Spiele: Lewandowski reichten nur 28 Partien, um 40 Tore zu erzielen. Fünf Spiele stand er in dieser Saison nicht auf dem Platz, in der Hinrunde wurde er einmal (beim 2:1 in Köln) geschont, in der Rückrunde stoppte ihn im April die Bänderdehnung im rechten Knie, die er bei einem Länderspiel der polnischen Nationalmannschaft Ende März gegen Andorra erlitten hatte.
Müller dagegen absolvierte in Bayerns Baller-Saison 1971/72 mit bisher unerreichten 101 Toren alle 34 Spiele, stand immer (!) in der Startelf, wurde kein einziges Mal (!) ausgewechselt. Vorteil Lewandowski.
Lewandowski mit besserer Torquote als Müller
Quote: Müller traf damals alle 76,5 Minuten, Lewandowski diese Saison bisher alle 59 Minuten (bei 2373 Minuten Einsatzzeit) - noch ein Pluspunkt für den aktuellen Goalgetter. Und: In seinen vergangenen elf Pflichtspielen erzielte er immer mindestens einen Treffer. Pluspunkt Lewandowski.
Insgesamt führt Müller, hat (noch!) 89 Bundesliga-Tore mehr erzielt als Lewandowski (365 zu 276), außerdem mehr Doppelpacks (87:71) und mehr Hattricks (7:2) geschafft. Bonus für Müller.
Elfmeter: Der heute 75-jährige Müller, der seit November 2015 in einem Heim für schwer Demenzkranke gepflegt wird, verschoss in seiner Rekord-Saison in der Vorrunde sogar drei Strafstöße. Frustriert erklärt er Anfang Oktober 1971 nach dem neunten Spieltag seinen Rücktritt als Elfmeter-Schütze.
Insgesamt verwandelte er in seiner Bundesliga-Karriere 50 Elfmeter. Und Lewandowski? Sein Elfmeter in Freiburg war der achte verwandelte in dieser Saison (einer verschossen). So gesehen: Vorteil Müller.
Lewandowski und Müller: Jeder auf seine Art eine Legende
Spielweise: Im Fußball der Neuzeit übergeben die Abwehrspieler, agieren per Raumdeckung. Zu Müllers Zeiten wurde strikte Manndeckung gespielt. Dass sein eigener Rekord nicht mehr unantastbar sei, glaubte bereits vor zehn Jahren, "weil es die doppelte Manndeckung von früher nicht mehr gibt". Die Verteidiger seien ihm "früher bis auf die Toilette gefolgt", so Müller einmal scherzhaft. Vorteil Bomber.

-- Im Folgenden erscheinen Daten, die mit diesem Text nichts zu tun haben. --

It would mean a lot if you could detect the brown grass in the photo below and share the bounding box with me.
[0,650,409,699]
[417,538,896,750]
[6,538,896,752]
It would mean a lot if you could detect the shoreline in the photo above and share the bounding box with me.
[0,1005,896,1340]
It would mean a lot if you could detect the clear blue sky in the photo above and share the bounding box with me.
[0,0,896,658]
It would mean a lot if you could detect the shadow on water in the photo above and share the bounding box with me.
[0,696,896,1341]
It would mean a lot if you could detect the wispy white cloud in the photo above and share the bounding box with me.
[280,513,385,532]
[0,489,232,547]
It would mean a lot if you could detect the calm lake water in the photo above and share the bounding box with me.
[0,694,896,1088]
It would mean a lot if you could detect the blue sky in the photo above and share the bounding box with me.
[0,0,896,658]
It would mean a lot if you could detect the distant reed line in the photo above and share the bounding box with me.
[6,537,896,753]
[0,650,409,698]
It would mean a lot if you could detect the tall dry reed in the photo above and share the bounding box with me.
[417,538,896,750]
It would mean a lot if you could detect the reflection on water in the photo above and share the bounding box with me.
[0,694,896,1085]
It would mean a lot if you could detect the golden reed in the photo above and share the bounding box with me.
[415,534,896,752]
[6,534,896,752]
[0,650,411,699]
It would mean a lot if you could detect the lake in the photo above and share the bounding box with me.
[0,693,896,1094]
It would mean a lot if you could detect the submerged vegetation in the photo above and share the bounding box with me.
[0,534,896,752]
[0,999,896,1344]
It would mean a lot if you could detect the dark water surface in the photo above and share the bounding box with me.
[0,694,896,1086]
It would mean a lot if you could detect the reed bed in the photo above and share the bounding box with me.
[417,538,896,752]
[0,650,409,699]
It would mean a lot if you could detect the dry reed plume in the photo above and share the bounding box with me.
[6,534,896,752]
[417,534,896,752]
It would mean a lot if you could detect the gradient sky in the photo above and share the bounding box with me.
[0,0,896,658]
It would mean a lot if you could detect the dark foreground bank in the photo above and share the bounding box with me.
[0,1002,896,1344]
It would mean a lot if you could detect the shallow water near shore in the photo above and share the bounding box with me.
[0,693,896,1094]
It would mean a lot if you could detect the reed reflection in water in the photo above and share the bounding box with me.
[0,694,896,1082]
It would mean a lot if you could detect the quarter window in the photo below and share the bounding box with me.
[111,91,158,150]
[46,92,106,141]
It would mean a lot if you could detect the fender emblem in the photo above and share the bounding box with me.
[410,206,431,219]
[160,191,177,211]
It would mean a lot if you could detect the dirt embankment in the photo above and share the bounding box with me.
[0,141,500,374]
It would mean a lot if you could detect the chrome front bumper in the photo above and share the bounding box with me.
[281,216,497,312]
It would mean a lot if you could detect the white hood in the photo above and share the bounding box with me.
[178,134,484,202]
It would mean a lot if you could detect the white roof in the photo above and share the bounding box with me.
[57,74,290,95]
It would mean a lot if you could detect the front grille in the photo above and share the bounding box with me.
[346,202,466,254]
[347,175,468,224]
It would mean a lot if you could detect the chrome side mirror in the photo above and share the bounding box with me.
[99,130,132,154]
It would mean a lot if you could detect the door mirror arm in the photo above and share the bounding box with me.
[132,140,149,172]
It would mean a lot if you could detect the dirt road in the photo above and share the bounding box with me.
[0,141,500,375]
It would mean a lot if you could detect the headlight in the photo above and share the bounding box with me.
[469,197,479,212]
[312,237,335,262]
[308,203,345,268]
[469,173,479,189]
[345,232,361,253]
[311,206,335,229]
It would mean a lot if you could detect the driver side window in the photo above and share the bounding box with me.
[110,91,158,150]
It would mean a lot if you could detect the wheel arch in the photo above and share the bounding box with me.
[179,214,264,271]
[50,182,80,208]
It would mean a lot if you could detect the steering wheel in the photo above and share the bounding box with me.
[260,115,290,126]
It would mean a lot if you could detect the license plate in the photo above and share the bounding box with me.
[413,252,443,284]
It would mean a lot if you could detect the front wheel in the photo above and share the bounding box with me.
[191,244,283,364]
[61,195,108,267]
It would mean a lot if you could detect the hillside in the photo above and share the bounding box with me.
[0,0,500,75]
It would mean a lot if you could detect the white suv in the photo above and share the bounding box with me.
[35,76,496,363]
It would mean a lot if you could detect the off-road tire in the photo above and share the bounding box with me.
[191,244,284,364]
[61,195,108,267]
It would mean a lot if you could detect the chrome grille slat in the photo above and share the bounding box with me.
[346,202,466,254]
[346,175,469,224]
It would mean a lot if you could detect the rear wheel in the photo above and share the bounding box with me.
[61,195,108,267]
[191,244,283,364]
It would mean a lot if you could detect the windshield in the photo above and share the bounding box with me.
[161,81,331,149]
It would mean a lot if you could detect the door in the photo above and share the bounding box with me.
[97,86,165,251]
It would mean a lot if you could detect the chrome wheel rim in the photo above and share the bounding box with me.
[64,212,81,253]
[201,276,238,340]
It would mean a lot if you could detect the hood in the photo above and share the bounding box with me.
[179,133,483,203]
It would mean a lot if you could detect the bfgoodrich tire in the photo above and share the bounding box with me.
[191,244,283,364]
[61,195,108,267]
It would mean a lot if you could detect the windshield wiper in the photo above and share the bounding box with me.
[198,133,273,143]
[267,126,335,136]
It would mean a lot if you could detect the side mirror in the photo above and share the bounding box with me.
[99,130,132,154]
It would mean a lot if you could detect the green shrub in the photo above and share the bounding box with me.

Körper: Lewandowski wird "The Body" genannt. Der Modellathlet tut alles für seine Fitness, stellte die Ernährung um. Müller liebte Schweinebraten und Kartoffelsalat, war aus der Abteilung "Quadratisch, praktisch, gut" - sein Wadenumfang (einst wurden 68 Zentimeter gemessen!) legendär.
"Robert ist ein Athlet, der Gerd war ein Artist, wie ein Gummiball", sagte Müllers Ehefrau Uschi in "Sport Bild": "Aber ihm standen immer zwei Mann auf den Füßen." Wertung: Unentschieden.
Jeder der beiden ist auf seine Art eine Legende.